CSCI 385 - Lab 4
K-means Clustering and PCA
Dataset of top 50 downloaded books from Project Gutenberg
Description
For this lab, you will be analyzing text using the unsupervised learning techniques
of K-means clustering and Principal Component Analysis.
You will be working individually on this assignment.
Specifically, you should create an annotated IPython notebook that performs the following steps.
- Load in the 50 books provided above from Project Gutenberg.
- Calculate the 20 most frequent words in the whole corpus. Be sure to clean up the
data (standardize capitalization, remove punctuation, etc.). Regular
expressions might help.
- Create a 20-dimensional vector for each book based on the normalized frequency
of the top 20 words for each book.
- Cluster these books using K-means clustering, determining the best K by creating
an elbow chart for K from 2 to 10.
- Make sure to note which books go into which clusters. You can find the title for each
book near the beginning of each text file. Do these clusters make sense
based on what you can find out about these books?

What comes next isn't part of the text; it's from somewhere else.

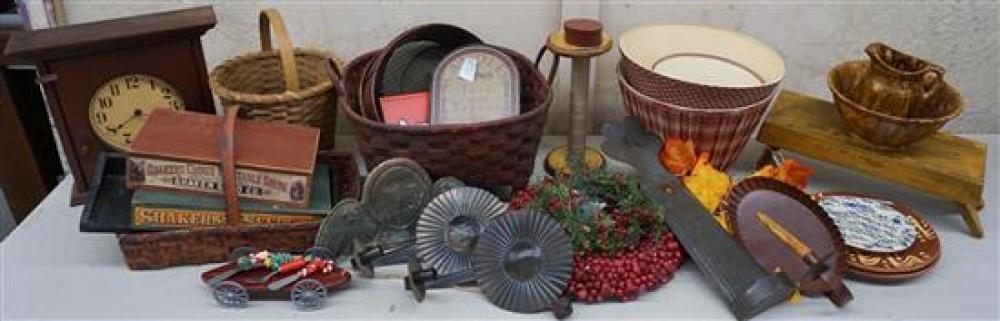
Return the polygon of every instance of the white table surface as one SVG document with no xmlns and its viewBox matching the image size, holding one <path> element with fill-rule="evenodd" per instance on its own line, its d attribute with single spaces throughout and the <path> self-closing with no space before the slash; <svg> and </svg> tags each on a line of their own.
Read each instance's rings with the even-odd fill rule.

- Perform Principal Component Analysis on the data vectors.
- Plot the data using the first two principal components, and color the data according
to the clusters found above.
- Examine the first two principal components, and determine which words were the most
important factors in these new transformed dimensions.
Successfully completing the above steps will earn you a 90% on this assignment.
For a 100%, download a book not listed in the top 50 from Project Gutenberg and determine its
cluster membership. Project this book into the new axes orientation produced by PCA and
plot it, noting its location.
For funsies, remove the Stop
Words from the corpus first, and compare your analysis.
What to Turn In
This assignment is due at 5 pm on Wednesday, September 24st in Moodle.
Use Moodle to turn in your IPython notebook.